There were several projects left to go on the original plan, but city officials have convinced the EPA to forego many of those projects and allow Napoleon to focus on the waste water treatment plant.
Officials estimated another $31 million would have been spent on the sewer projects had the plan remained in place.
“We successfully negotiated with them (the EPA),” said City Manager Joel Mazur.
Mazur said the city still has to replace the Williams pump station (estimated cost $1.3 million); eliminating the Haley sanitary sewer overflow (SSO); replacing the Van Hyning pump station; relief and eventual elimination of another SSO on Glenwood Avenue; and East and West Washington Street interceptor improvements.
“Downtown, there are a lot of the older brick sewers, there is a need for relieving that bottleneck,” Mazur said.
In addition, Napoleon was granted approval to include the proposed rehabilitation to the waste water treatment plant as part of the long-term control plan. Mazur said that should help when it comes time to apply for loan funding for that $12.5 million project.
“So, overall, total project cost (for the LTCP) is somewhere in the ballpark of $20 million, including the waste water treatment plant, as opposed to $31 million, not including the waste water treatment plant,” Mazur said.
Napoleon Public Works Director Chad Lulfs also pointed out the $31 million estimated left in the LTCP was for sewer work only.
“When I go out there and rip out a sewer and have to replace the street, that didn’t include all the street costs,” Lulfs said.

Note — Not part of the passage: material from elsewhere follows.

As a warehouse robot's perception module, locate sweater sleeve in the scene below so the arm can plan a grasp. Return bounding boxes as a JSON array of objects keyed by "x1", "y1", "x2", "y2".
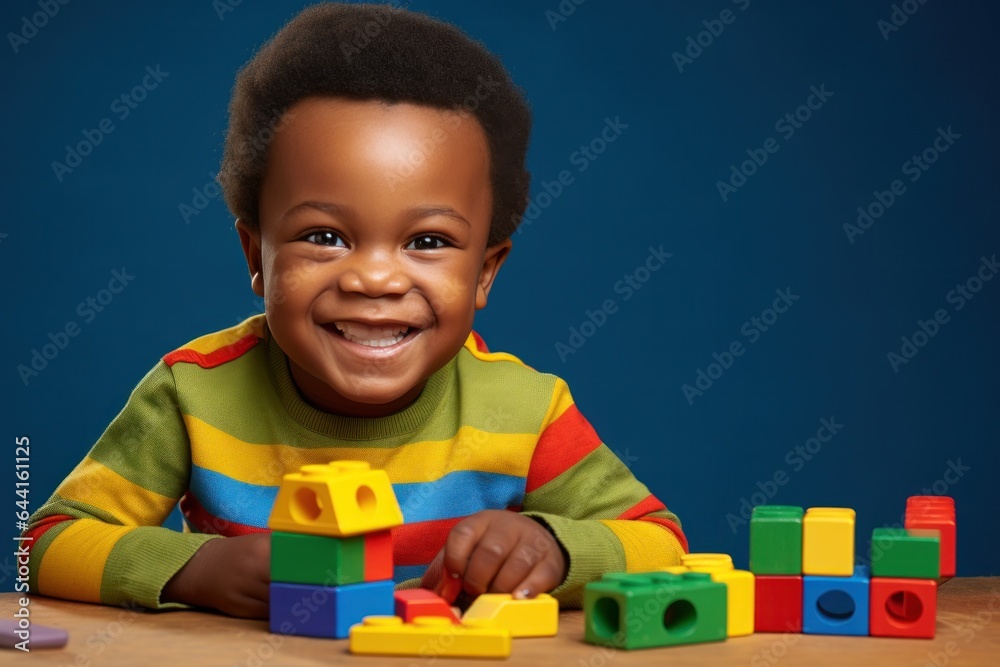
[
  {"x1": 522, "y1": 378, "x2": 687, "y2": 607},
  {"x1": 24, "y1": 361, "x2": 218, "y2": 609}
]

The rehabilitation of the waste water treatment plant is being proposed to be done in three phases. Coming up first will be cleaning the digester, which is expected to cost about $600,000.
The second phase will replace the presses used at the plant to squeeze water out of the solids, and the third phase will relocate the head works of the plant.
Property has already been purchased near the plant for the third phase.
Mazur said the city has been pre-approved for a loan of up to $12.5 million for the waste water treatment project, though terms of the loan have not yet been set.